The Yale Rudd Center cites several studies in a public policy brief, and finds that:
“Based on the best estimates to date of the responsiveness of demand for soft drinks to changes in price, a 10% tax could result in about an 8% reduction in consumption. The effects could be higher for heavy users of soft drinks.
Based on November 2008 price increase and volume sales information on Coca Cola and Pepsi sales in the U.S., demand for soda is “elastic” (-1.15) meaning that a 10% tax would reduce consumption by 11.5%.”
A tax on sugary drinks will certainly help balance state budgets—given the incredible popularity of these drinks, even a modest tax will bring in lots of much-needed revenue, which states propose to use for health insurance and other health initiatives.
Is it fair?
The main argument against the tax is its regressive nature: this tax will affect low-income people more than it would impact higher income households. Consumption of soda is highest in lower socioeconomic homes and minority groups.
It’s a valid argument.
On the other hand, low-income people can benefit most from reducing their intake of soda—the health problems caused by obesity fall disproportionately on the poor. Many also argue that the programs that these taxes will fund—be it health insurance coverage, wellness programs, anti-obesity initiatives or subsidies for healthy foods—will benefit low-income people the most.

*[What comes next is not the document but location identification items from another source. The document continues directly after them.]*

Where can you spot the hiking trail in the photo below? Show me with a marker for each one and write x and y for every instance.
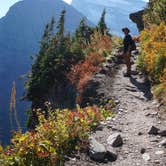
(137, 112)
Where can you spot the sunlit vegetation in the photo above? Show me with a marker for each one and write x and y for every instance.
(153, 43)
(99, 48)
(59, 135)
(62, 59)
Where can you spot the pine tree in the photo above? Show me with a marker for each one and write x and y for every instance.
(61, 24)
(102, 27)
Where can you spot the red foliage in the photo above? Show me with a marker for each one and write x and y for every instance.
(82, 72)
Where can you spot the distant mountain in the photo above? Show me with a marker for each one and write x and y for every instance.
(117, 12)
(20, 32)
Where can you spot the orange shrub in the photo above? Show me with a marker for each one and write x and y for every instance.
(81, 73)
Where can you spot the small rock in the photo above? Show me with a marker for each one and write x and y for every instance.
(117, 101)
(111, 154)
(159, 152)
(146, 156)
(97, 151)
(163, 143)
(162, 133)
(143, 150)
(115, 140)
(109, 118)
(140, 133)
(152, 114)
(153, 130)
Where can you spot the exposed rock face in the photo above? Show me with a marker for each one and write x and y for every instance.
(138, 19)
(97, 151)
(20, 32)
(115, 140)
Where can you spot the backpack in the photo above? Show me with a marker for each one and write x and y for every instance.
(133, 45)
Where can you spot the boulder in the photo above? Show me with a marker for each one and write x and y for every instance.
(115, 140)
(111, 154)
(153, 130)
(146, 156)
(162, 133)
(163, 143)
(97, 151)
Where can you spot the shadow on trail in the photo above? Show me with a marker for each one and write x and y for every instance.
(144, 87)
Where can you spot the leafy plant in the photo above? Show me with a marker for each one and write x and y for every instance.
(63, 132)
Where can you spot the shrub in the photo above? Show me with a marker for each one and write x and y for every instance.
(153, 58)
(97, 50)
(63, 132)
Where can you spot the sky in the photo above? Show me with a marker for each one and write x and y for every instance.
(5, 5)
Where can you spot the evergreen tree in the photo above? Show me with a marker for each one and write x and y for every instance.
(155, 13)
(83, 33)
(61, 23)
(102, 27)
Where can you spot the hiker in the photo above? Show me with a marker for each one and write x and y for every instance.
(128, 44)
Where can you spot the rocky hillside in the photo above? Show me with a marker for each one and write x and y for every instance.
(20, 32)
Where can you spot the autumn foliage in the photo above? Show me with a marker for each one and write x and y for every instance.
(153, 58)
(63, 132)
(97, 50)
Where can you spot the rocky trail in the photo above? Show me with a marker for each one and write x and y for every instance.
(136, 136)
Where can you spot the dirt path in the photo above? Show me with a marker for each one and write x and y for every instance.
(137, 112)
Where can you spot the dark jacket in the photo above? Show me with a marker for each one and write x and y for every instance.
(127, 42)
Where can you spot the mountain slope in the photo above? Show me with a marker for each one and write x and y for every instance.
(117, 12)
(20, 33)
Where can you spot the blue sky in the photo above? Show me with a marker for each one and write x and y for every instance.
(5, 5)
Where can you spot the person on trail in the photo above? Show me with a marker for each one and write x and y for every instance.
(127, 42)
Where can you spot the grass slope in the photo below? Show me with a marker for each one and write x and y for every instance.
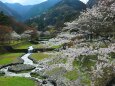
(16, 81)
(9, 58)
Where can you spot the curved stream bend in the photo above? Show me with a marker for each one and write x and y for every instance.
(28, 62)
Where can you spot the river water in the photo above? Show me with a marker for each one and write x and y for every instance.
(28, 62)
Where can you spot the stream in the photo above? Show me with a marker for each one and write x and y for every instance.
(27, 61)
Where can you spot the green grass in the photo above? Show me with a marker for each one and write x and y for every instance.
(53, 71)
(86, 61)
(38, 46)
(112, 54)
(9, 58)
(24, 46)
(58, 61)
(71, 75)
(16, 81)
(56, 46)
(39, 56)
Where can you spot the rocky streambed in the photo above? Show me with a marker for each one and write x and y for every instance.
(28, 69)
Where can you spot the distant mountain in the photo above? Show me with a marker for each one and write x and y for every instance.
(40, 8)
(91, 3)
(64, 11)
(11, 22)
(20, 9)
(8, 11)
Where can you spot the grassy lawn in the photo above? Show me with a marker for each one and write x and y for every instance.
(71, 75)
(24, 45)
(16, 81)
(38, 46)
(9, 58)
(56, 46)
(39, 56)
(54, 71)
(58, 61)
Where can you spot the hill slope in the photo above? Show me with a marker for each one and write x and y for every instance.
(64, 11)
(9, 11)
(20, 9)
(40, 8)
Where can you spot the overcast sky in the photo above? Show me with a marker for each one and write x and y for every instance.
(28, 2)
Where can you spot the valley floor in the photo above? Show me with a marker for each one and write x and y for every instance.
(73, 62)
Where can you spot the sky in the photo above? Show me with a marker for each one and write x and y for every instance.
(29, 2)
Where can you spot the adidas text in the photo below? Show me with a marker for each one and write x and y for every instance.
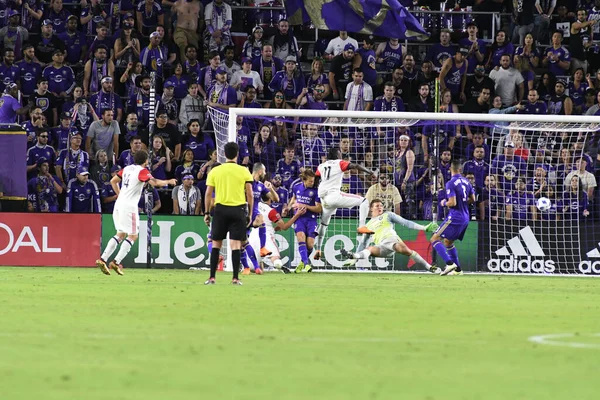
(527, 264)
(589, 267)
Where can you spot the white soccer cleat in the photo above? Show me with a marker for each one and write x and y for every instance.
(449, 268)
(350, 262)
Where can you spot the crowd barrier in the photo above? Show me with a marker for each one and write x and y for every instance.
(75, 240)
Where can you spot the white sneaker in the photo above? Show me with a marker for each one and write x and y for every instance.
(449, 268)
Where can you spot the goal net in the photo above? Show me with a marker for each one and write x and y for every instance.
(534, 181)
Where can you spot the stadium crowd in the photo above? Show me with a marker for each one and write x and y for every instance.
(80, 76)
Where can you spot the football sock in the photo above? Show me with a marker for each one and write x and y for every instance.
(321, 232)
(453, 253)
(111, 246)
(441, 250)
(235, 261)
(416, 257)
(363, 212)
(303, 252)
(362, 254)
(244, 258)
(125, 247)
(262, 235)
(214, 261)
(251, 255)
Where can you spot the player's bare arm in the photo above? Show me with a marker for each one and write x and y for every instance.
(114, 182)
(284, 226)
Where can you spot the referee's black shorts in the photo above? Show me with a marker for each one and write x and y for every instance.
(230, 219)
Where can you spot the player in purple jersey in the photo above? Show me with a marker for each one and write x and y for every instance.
(459, 194)
(304, 194)
(10, 106)
(284, 196)
(259, 188)
(287, 167)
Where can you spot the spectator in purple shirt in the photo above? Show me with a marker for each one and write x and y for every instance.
(287, 167)
(500, 47)
(74, 41)
(199, 142)
(43, 189)
(439, 52)
(289, 81)
(40, 151)
(9, 72)
(126, 157)
(83, 195)
(557, 58)
(520, 204)
(187, 166)
(477, 166)
(508, 168)
(10, 106)
(29, 70)
(92, 15)
(575, 200)
(533, 105)
(266, 150)
(58, 15)
(477, 47)
(61, 134)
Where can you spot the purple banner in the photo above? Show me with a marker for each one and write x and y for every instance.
(13, 163)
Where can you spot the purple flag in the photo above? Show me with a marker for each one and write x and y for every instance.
(13, 163)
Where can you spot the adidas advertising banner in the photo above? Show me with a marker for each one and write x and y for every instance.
(589, 263)
(536, 248)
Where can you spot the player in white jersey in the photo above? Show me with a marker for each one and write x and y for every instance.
(331, 173)
(387, 242)
(125, 213)
(273, 223)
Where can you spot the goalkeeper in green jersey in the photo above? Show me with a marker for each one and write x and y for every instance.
(387, 241)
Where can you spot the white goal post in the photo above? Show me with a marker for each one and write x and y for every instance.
(532, 244)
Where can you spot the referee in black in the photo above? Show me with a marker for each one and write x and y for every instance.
(231, 185)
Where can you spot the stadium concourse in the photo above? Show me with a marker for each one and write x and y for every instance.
(85, 70)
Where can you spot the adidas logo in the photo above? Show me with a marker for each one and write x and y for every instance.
(522, 258)
(590, 267)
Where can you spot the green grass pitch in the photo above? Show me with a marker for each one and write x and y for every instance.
(77, 334)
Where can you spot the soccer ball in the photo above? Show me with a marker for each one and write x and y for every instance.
(544, 204)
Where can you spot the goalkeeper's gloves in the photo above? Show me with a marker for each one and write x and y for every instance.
(431, 227)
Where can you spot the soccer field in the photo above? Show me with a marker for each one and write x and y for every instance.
(77, 334)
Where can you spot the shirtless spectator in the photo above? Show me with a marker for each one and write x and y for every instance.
(189, 13)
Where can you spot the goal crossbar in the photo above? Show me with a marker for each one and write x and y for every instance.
(546, 122)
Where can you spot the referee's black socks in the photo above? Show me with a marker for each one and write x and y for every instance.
(236, 255)
(214, 261)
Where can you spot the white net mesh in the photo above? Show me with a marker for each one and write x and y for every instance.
(220, 121)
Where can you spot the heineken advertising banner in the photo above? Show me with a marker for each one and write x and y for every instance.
(180, 242)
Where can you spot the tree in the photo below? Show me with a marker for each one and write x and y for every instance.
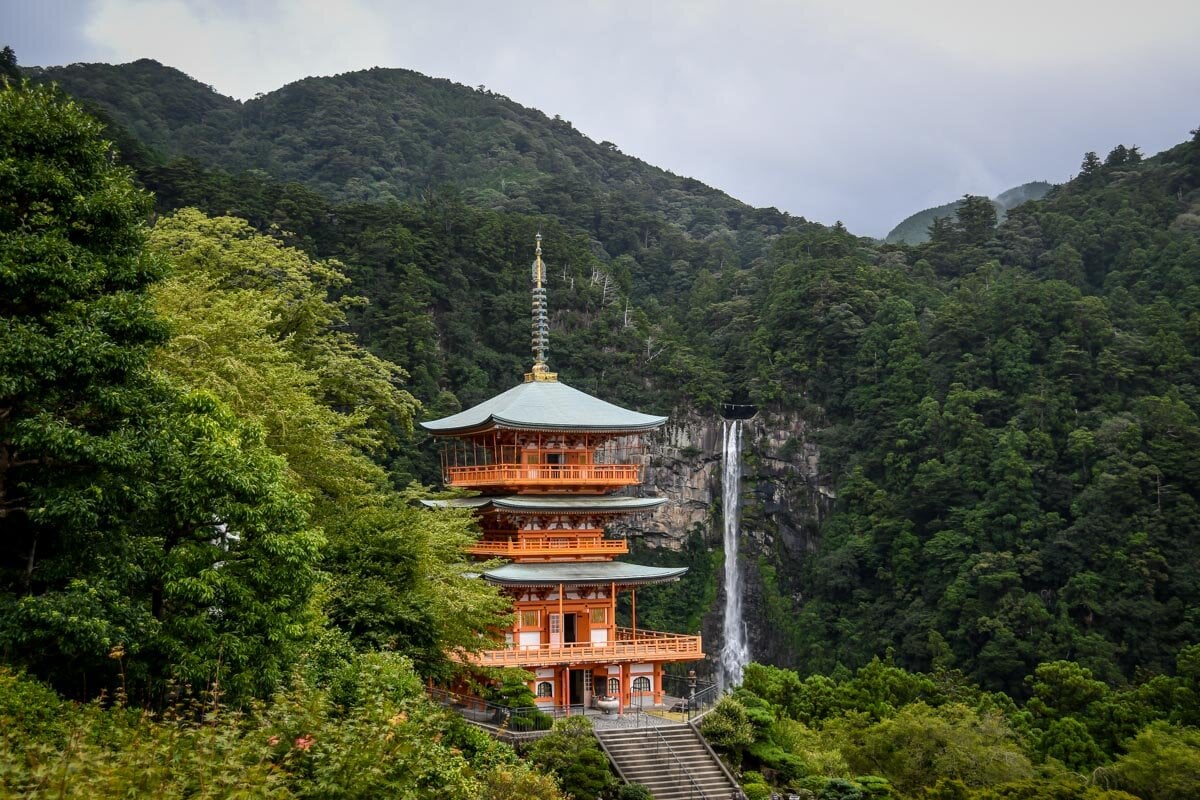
(9, 68)
(150, 535)
(570, 752)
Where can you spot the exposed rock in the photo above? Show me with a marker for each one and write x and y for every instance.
(784, 503)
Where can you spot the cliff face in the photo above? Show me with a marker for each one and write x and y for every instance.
(784, 500)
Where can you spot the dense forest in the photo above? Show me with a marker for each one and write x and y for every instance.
(207, 446)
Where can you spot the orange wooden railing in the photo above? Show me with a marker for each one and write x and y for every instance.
(550, 547)
(544, 475)
(647, 645)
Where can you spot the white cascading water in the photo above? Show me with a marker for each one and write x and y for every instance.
(735, 649)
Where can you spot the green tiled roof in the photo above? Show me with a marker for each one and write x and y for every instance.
(587, 572)
(562, 503)
(545, 405)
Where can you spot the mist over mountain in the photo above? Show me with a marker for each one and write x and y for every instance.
(915, 229)
(970, 501)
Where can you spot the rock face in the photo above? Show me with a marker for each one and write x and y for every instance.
(784, 499)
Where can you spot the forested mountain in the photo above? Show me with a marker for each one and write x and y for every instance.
(915, 229)
(1008, 413)
(983, 397)
(391, 134)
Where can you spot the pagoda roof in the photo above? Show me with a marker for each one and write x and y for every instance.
(544, 405)
(581, 572)
(557, 503)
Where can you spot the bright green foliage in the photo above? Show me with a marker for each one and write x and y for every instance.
(634, 792)
(151, 537)
(957, 741)
(921, 745)
(390, 741)
(76, 329)
(519, 782)
(727, 728)
(1162, 763)
(570, 753)
(1068, 741)
(257, 323)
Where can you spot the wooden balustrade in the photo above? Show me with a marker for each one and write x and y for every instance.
(544, 548)
(546, 475)
(646, 645)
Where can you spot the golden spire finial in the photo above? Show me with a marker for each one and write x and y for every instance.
(540, 323)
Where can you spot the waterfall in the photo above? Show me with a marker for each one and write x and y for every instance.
(735, 648)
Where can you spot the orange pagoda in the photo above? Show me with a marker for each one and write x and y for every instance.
(553, 468)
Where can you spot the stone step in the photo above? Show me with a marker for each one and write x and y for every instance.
(654, 758)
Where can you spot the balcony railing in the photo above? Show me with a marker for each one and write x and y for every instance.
(544, 475)
(553, 547)
(629, 645)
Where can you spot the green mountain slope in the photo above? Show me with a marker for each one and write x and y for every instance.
(915, 229)
(1008, 413)
(383, 134)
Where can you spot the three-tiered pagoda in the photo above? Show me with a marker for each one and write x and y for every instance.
(549, 462)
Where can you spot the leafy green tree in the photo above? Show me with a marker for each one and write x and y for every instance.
(1068, 740)
(727, 728)
(1162, 763)
(153, 537)
(9, 68)
(571, 755)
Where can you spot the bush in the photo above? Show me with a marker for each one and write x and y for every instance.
(571, 753)
(634, 792)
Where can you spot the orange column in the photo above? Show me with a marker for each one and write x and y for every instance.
(634, 600)
(612, 617)
(625, 695)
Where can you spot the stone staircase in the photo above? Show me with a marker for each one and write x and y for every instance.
(673, 762)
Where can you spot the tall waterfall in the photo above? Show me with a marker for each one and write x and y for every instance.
(735, 648)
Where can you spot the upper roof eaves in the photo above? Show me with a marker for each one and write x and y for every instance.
(545, 405)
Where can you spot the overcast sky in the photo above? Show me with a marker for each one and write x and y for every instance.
(862, 112)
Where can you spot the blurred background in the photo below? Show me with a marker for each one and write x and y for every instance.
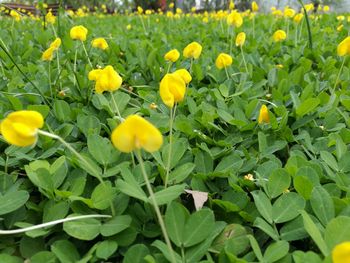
(265, 5)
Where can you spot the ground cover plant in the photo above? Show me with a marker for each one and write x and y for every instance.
(171, 137)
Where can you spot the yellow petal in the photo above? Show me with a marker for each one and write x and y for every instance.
(341, 253)
(184, 74)
(264, 115)
(20, 128)
(135, 133)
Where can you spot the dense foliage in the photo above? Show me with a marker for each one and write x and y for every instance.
(278, 189)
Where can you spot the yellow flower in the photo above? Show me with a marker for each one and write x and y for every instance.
(235, 19)
(231, 5)
(136, 133)
(309, 7)
(340, 28)
(50, 18)
(184, 74)
(344, 47)
(223, 61)
(255, 7)
(173, 55)
(240, 39)
(20, 128)
(107, 79)
(289, 12)
(100, 43)
(264, 115)
(48, 54)
(279, 35)
(172, 89)
(78, 33)
(56, 43)
(341, 253)
(15, 15)
(297, 18)
(192, 50)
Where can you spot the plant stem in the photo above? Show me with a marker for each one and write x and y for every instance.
(245, 63)
(171, 122)
(155, 206)
(116, 107)
(307, 23)
(87, 55)
(22, 73)
(80, 157)
(339, 73)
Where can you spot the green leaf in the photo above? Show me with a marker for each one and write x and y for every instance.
(264, 226)
(168, 194)
(330, 160)
(11, 201)
(136, 254)
(106, 248)
(103, 195)
(255, 246)
(322, 204)
(100, 148)
(287, 207)
(175, 219)
(337, 231)
(84, 229)
(263, 205)
(115, 225)
(307, 106)
(181, 173)
(276, 251)
(65, 251)
(198, 227)
(279, 181)
(315, 233)
(62, 111)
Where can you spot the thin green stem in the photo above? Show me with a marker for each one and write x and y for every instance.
(339, 73)
(156, 207)
(171, 122)
(22, 73)
(244, 62)
(143, 24)
(50, 84)
(307, 23)
(87, 55)
(80, 157)
(227, 75)
(116, 107)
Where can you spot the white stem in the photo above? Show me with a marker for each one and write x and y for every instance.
(51, 223)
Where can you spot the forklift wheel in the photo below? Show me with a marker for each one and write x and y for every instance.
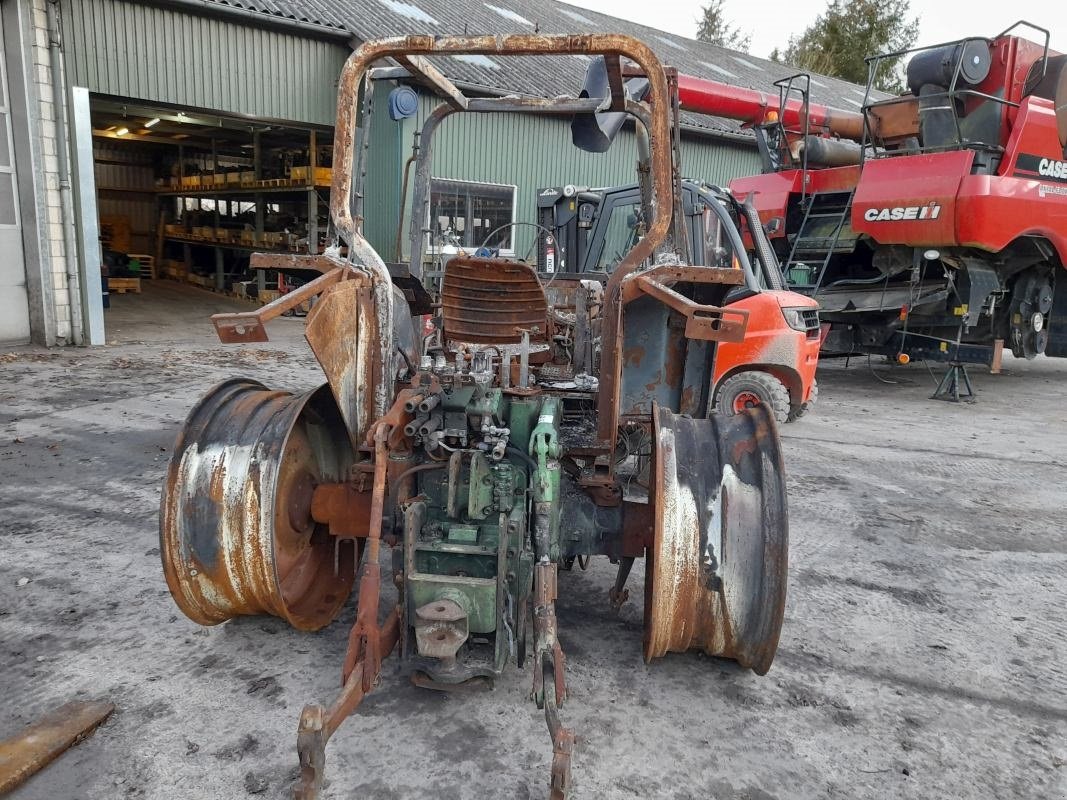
(751, 388)
(805, 408)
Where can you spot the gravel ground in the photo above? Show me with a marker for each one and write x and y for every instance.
(923, 653)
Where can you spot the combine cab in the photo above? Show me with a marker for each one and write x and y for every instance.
(932, 225)
(540, 425)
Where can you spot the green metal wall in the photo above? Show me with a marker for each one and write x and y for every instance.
(131, 49)
(521, 149)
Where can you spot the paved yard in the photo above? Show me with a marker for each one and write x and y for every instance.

The other argument often made, and with some passion, is that the state should stay out of our plate, and not try to dictate what we should be eating.
This one’s pretty easy to deflect. Policy decisions dictate food prices and availability all the time. One of the reasons processed foods and sweetened beverages are so cheap is because of subsidies—dictated by current public policies (and not a small amount of lobbying by special interest groups). Corn is subsidized while fresh produce isn’t. There’s always been politics in food industry, and I think it’s high time new policies start to serve the health and well- being of people, and not those of “big food”.
As I mentioned before, most states have a sales tax that excludes groceries and prescription drugs (yet is imposed on prepared foods). That, again, is a policy, and I assume that the reasoning behind it that food and medications are essentials. I find it hard to call sweetened beverages an essential—quite the contrary.
The price of sweetened beverages is artificially but also ridiculously low—it doesn’t include the external costs of consuming them. Obesity and its consequences cost society huge amounts of money in healthcare costs (paid mostly by Medicare and Medicaid), absence from work and reduced productivity. This should somehow be reflected in the price of these junk foods.
If people worry about the regressiveness of such a tax, or that soda drinkers will replace the sweet drink habit with another equally unhealthy one, why not consider coupling a junk food tax with a fresh produce subsidy? a tax will also create an economic incentive for companies to produce healthy foods. It’s just mind-boggling to see that the unhealthiest foods are the cheapest, and that the more you buy of them the less you pay per ounce.
I think the argument for and against a soda tax is an interesting one (and I’m looking forward to responses to this post). It’s clear that debating the possibilities is a great way to make us look more carefully at junk food and healthy food policies.
What do you think about junk-food taxes? Do you have a better name for them? Would love to hear your thoughtful opinions!